I put on my trainers and ran down the stairs to the front door with my mother behind me. During the years that she was married to my father she had become a superb nurse. No one healed wounds in all of Moffat as well as my mother.
‘Geena! What's wrong?’ my mother asked as she held her by her shoulders trying to calm her down.
‘Please help me!’ she shouted desperately, her eyes flooded with tears. ‘A pot of boiling water has spilt all over my daughter!’
When she heard that, my mother cried, ‘My God!’ as she ran inside the house to get her first-aid kit. Betty kept going around her as if she was trying to find a way to help. Geena's voice just repeated over and over, ‘My child,’ with wrenching sobs that made me tremble thinking of the pain Isobel would be suffering. She was hiding her eyes with her hands as if she didn't want me to see her crying. I came close to her not knowing what to say to console her but most of all to hold her tightly for she seemed to be about to collapse onto the floor at any time. Geena clung to me fiercely, seized by anxiety and desperation. When my mother came out again, she literally tore her from my arms and started to run to the front gate to get in the car. Geena let herself be taken away. I stayed at the door not knowing what to do until I saw them disappearing down the road to town. Betty sat beside me and raised her paw to stroke my hand while she moaned with sadness. Back then Isobel and I were not great friends. We were classmates but I hardly used to talk to her, however, I felt I couldn't sit idly by and do nothing. I had to get dressed, take my bicycle and head for her house in case my mother needed me. At fourteen I was old enough to learn how to heal wounds. But as I got to my room to change my clothes, I remembered the trunk. I thought for a moment that the most important thing at that time was attending Isobel but then I reconsidered whether this was the opportunity I had been waiting so long for. Finally I decided to go up to the attic to check whether the trunk had its lock on or, on the contrary, was open. Betty followed me. I climbed the stairs slowly as if aware of making a big mistake, but I kept on steadily. When I got to the trunk and saw no lock on it I closed my eyes frightened. Betty started to bark lightly while she walked back and forth as if she wanted to tell me to get out of there. I crouched down to her level and began to scratch her behind her ears.

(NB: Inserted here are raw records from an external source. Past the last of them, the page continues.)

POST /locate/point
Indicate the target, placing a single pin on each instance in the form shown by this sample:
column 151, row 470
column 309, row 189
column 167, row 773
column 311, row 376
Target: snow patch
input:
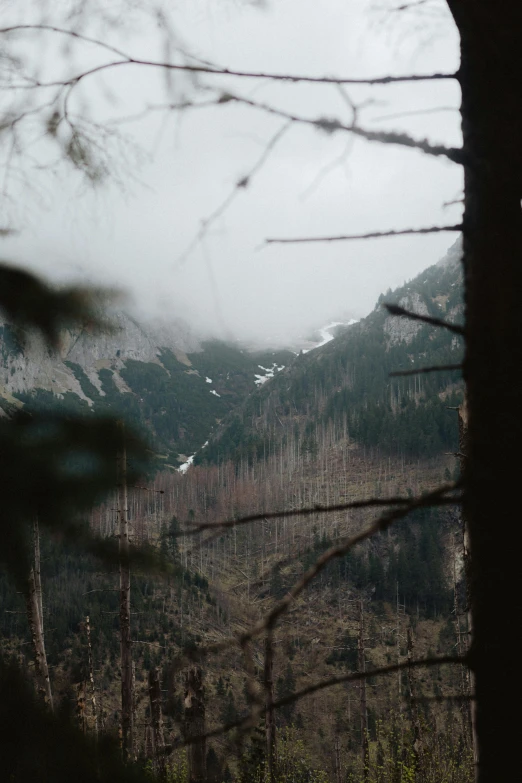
column 269, row 373
column 326, row 333
column 186, row 465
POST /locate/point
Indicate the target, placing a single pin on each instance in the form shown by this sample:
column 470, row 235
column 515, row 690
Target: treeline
column 348, row 381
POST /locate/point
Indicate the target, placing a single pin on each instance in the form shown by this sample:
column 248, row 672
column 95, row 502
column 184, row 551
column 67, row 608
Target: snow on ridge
column 186, row 465
column 269, row 373
column 326, row 333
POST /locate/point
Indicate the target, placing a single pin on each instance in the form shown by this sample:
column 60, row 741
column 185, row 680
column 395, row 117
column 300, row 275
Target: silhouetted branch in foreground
column 370, row 235
column 382, row 523
column 420, row 370
column 245, row 722
column 241, row 184
column 435, row 498
column 214, row 69
column 427, row 319
column 303, row 512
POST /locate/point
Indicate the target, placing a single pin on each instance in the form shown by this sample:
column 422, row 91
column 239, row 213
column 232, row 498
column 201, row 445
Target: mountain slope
column 160, row 378
column 346, row 384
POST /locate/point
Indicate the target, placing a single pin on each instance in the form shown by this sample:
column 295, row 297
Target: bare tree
column 35, row 618
column 490, row 78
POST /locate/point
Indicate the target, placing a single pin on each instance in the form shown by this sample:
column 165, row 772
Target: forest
column 319, row 604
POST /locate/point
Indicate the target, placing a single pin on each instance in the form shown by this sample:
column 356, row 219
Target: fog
column 133, row 232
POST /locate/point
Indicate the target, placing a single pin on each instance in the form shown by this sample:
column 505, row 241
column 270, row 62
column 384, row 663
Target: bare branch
column 298, row 512
column 437, row 497
column 370, row 235
column 240, row 185
column 427, row 319
column 420, row 370
column 241, row 723
column 214, row 70
column 329, row 125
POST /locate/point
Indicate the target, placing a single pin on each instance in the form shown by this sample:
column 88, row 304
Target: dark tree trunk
column 270, row 727
column 491, row 82
column 194, row 725
column 127, row 728
column 156, row 719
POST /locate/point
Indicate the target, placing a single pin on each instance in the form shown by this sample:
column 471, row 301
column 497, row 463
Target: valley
column 328, row 427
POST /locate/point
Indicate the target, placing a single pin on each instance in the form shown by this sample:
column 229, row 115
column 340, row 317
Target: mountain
column 327, row 427
column 160, row 377
column 346, row 383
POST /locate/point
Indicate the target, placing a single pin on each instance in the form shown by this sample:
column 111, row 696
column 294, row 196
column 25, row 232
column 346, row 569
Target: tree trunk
column 35, row 619
column 365, row 748
column 91, row 676
column 156, row 719
column 125, row 631
column 491, row 82
column 270, row 727
column 194, row 725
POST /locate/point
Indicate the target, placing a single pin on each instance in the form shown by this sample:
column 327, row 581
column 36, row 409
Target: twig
column 322, row 685
column 211, row 69
column 370, row 235
column 427, row 319
column 380, row 524
column 434, row 368
column 240, row 185
column 298, row 512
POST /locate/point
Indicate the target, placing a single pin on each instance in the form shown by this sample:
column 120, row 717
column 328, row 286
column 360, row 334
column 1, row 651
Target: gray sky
column 311, row 184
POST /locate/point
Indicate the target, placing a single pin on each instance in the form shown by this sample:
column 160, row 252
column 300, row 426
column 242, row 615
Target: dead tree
column 35, row 619
column 156, row 738
column 415, row 716
column 490, row 79
column 270, row 727
column 127, row 728
column 194, row 725
column 91, row 675
column 462, row 411
column 365, row 747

‘You’ve got to help me, Betty. I need to see what my mother keeps in this trunk but she mustn't know, so warn me when she comes back. Understand?’
Betty went to the window, stood up on her back legs and leaned on the frame. She looked at me and waved her tail energetically as if saying that she was ready. I said, ‘Good girl,’ and slowly walked to the trunk. As I stood before it I knew I was going to betray my mother's trust, but even though I felt ashamed of my behaviour, I decided to go on. For a moment I thought that if she hadn't thought fit to share with me what she kept inside, there had to be a reason, or maybe it was true that she just kept old clothes and it had been my own fantasies which made me believe that I would find some guilty secret in there. My thoughts battled against each other in two factions, one in favour of opening it and the other against it. How could I possibly please both of them and find some peace? Suddenly I came up with a solution. Before opening it I promised myself that whatever I found, I would never disclose the fact that I had opened it to my mother, that way her secret would always be safe.